Laravel開発、Jsonデータ処理を理解してAPIを扱う【2】実際にWebAPIをアプリに組み込む
前回の記事でWebAPIを利用したデータの保存までの流れを学習しました。
今回は、前回の内容を使って、実際に作成中のアプリにWebAPIによる処理を追加してISBNコードによる本情報の追加を実装します。
今回の目的
WebAPIを実際に開発しているアプリで使用し、ISBNコードによる情報登録をする
なぜやるか
- WebAPIを利用した開発をできるようにしたい
- 毎回手動登録のみの状況からユーザーにとってより楽な方法を追加することで、利便性を高めたい
やりたいこと
- 前回記事で作成したWebAPIコードを実際のアプリで組み込む
- 現在のステータスを表示して、ユーザーに状況を伝える
- 登録完了時に登録内容を表示させる
やったこと
- WebAPIを組み込んで使えるようにする
- 入力コードに問題があった時にエラーメッセージを返す
- ビュー画面にメッセージを出力し、ユーザーに状況を伝える
- 登録結果を表示し、ユーザーが登録内容を確認できる
実施内容
WebAPI処理を組み込む
名前を決定する
まず実際に実装するにあたってのルーティングやファイル名を決定します。
下記の設定で実装することにしました。
ISBNコード入力フォームアドレス:~/book/isbn
ファイル名:isbn.blade.php
アクション:getIsbn、postIsbn
この他に、ルート設定・メニューバーにフォームリンク追加・ぱんくずリスト追加等々を実施する必要があります。
実装する
前回の記事で作成したWebAPI処理を反映させていきます。
初めの目標は、WebAPIアクセスして結果をビュー画面上に表示するところから。
コントローラにアクションを追加し、API処理をいれます。
# ~/app/Http/Controllers/BookController.php
ほぼそのまま前回作成したもののコピーです。
まずブラウザ上に結果を返すことを目的としているので、保存処理はコメントあうとしています。
次に、DBに保存するカラムが必要なので、カラム設定を追加します。
# ~/database/migrations/xxxx_create_bookdata_table.php
こちらも前回同様、同じカラムの追加です。既に"title"カラムがあり重複する為、ISBNレコード一覧に書き込みました。
他にISBNコード入力フォーム等も準備し、一端動作チェックしてみましたが、エラー表示となりました。

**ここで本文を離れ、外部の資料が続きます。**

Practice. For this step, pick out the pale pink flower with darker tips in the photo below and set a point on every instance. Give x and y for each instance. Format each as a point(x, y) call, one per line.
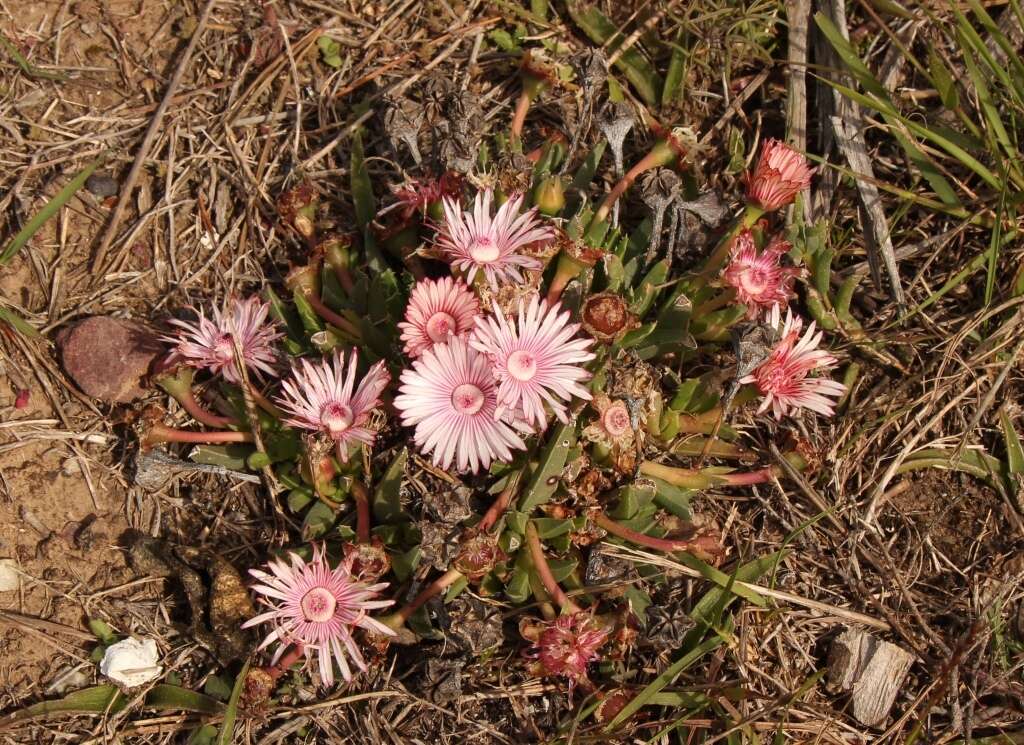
point(324, 397)
point(450, 395)
point(437, 309)
point(781, 173)
point(782, 378)
point(476, 242)
point(210, 342)
point(538, 359)
point(318, 608)
point(566, 646)
point(760, 279)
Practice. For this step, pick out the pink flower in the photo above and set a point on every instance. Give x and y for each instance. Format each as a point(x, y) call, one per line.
point(781, 173)
point(567, 645)
point(782, 377)
point(450, 395)
point(321, 397)
point(760, 280)
point(476, 242)
point(437, 309)
point(208, 343)
point(537, 359)
point(317, 607)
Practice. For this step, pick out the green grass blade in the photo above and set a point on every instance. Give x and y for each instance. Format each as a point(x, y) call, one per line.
point(51, 208)
point(637, 70)
point(231, 712)
point(645, 697)
point(677, 68)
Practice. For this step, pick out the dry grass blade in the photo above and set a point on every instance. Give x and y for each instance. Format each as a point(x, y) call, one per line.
point(642, 557)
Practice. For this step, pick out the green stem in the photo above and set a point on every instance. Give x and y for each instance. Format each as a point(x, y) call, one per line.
point(333, 318)
point(648, 541)
point(501, 505)
point(436, 587)
point(159, 433)
point(751, 215)
point(361, 498)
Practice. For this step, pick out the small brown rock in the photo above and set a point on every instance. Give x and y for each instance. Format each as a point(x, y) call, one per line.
point(108, 357)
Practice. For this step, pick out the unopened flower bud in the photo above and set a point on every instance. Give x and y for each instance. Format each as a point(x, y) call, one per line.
point(297, 208)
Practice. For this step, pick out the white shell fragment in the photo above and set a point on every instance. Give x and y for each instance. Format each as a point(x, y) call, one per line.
point(131, 662)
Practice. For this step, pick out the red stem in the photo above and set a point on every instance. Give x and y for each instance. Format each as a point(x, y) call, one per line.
point(544, 571)
point(160, 433)
point(519, 117)
point(344, 278)
point(293, 655)
point(263, 402)
point(361, 497)
point(331, 317)
point(651, 160)
point(500, 506)
point(436, 587)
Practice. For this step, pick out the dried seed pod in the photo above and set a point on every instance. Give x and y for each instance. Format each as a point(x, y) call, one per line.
point(615, 121)
point(606, 316)
point(658, 188)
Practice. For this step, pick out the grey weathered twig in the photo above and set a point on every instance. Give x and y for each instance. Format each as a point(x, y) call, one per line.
point(99, 257)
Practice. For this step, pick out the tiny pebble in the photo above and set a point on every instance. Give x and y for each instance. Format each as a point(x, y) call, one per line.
point(102, 184)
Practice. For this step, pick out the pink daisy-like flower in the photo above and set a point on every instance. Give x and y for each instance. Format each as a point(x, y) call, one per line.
point(451, 397)
point(782, 378)
point(476, 242)
point(567, 645)
point(324, 397)
point(210, 342)
point(760, 279)
point(781, 173)
point(437, 309)
point(318, 608)
point(537, 359)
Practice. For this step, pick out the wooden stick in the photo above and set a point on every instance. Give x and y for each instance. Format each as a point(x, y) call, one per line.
point(97, 267)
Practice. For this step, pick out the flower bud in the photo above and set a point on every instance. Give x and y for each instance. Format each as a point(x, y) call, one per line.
point(131, 662)
point(297, 208)
point(606, 317)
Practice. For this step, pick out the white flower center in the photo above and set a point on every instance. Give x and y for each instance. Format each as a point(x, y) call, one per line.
point(483, 250)
point(317, 605)
point(616, 420)
point(756, 280)
point(440, 325)
point(467, 399)
point(336, 418)
point(521, 365)
point(223, 348)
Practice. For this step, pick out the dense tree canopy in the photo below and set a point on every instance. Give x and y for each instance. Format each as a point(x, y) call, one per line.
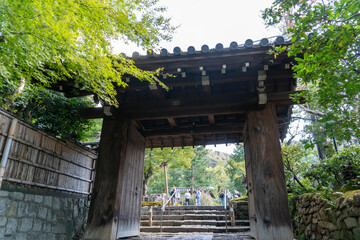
point(326, 44)
point(44, 41)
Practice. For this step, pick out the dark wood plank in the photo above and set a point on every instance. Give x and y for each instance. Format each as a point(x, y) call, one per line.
point(117, 189)
point(211, 119)
point(228, 128)
point(172, 122)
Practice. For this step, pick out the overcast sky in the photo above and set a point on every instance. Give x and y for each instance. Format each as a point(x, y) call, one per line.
point(210, 22)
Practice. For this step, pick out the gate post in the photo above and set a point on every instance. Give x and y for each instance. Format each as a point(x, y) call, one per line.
point(268, 203)
point(116, 198)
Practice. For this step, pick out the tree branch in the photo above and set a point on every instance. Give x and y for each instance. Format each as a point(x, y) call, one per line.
point(314, 112)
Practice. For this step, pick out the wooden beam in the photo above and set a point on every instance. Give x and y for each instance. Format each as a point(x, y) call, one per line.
point(268, 203)
point(172, 122)
point(211, 119)
point(187, 107)
point(193, 140)
point(194, 130)
point(194, 79)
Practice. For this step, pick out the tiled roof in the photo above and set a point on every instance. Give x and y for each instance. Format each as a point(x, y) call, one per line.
point(249, 43)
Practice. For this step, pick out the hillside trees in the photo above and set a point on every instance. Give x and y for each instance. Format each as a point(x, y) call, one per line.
point(236, 168)
point(156, 158)
point(43, 42)
point(326, 45)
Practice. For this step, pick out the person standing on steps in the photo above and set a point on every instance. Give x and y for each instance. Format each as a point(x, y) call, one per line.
point(173, 199)
point(236, 193)
point(198, 195)
point(222, 197)
point(187, 197)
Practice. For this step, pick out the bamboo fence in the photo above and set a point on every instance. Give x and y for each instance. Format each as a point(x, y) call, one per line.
point(37, 159)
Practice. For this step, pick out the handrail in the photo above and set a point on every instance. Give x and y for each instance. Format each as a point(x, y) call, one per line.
point(163, 209)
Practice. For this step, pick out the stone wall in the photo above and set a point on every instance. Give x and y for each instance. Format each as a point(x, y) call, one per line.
point(315, 218)
point(32, 216)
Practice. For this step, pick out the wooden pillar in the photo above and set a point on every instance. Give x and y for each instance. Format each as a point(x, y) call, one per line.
point(268, 203)
point(116, 198)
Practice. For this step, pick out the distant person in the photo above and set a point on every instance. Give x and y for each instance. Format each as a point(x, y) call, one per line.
point(172, 195)
point(222, 197)
point(236, 193)
point(229, 195)
point(198, 196)
point(187, 197)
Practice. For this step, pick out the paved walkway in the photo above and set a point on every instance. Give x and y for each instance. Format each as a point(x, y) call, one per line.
point(193, 236)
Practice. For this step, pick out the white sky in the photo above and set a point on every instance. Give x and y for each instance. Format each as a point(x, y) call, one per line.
point(211, 22)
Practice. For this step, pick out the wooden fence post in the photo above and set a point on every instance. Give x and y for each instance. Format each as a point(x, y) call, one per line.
point(232, 215)
point(150, 216)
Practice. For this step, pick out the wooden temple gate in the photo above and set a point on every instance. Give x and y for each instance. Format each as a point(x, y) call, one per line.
point(221, 95)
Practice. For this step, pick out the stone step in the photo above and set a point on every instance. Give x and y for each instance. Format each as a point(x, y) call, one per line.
point(191, 207)
point(182, 212)
point(187, 217)
point(195, 222)
point(191, 228)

SQLSTATE[HY000]: General error: 1364 Field 'title' doesn't have a default value (SQL: insert into `bookdata` (`isbn`, `updated_at`, `created_at`) values (9784801907607, 2019-04-07 03:21:31, 2019-04-07 03:21:31))
これは、フォームに誤りがありました。
# ~/resource/views/book/isbn.blade.php
ユーザーによる新規登録フォームをベースに作成したISBNコード入力フォームです。
フォームアクションの修正ができていませんでした…。
アクションを修正してリトライ。
JSONデータを表示させることができました。
# ISBN登録ビュー
DBに保存する
表示確認ができたので、あとはDBに保存すれば本アプリで情報を追加出来るようになります。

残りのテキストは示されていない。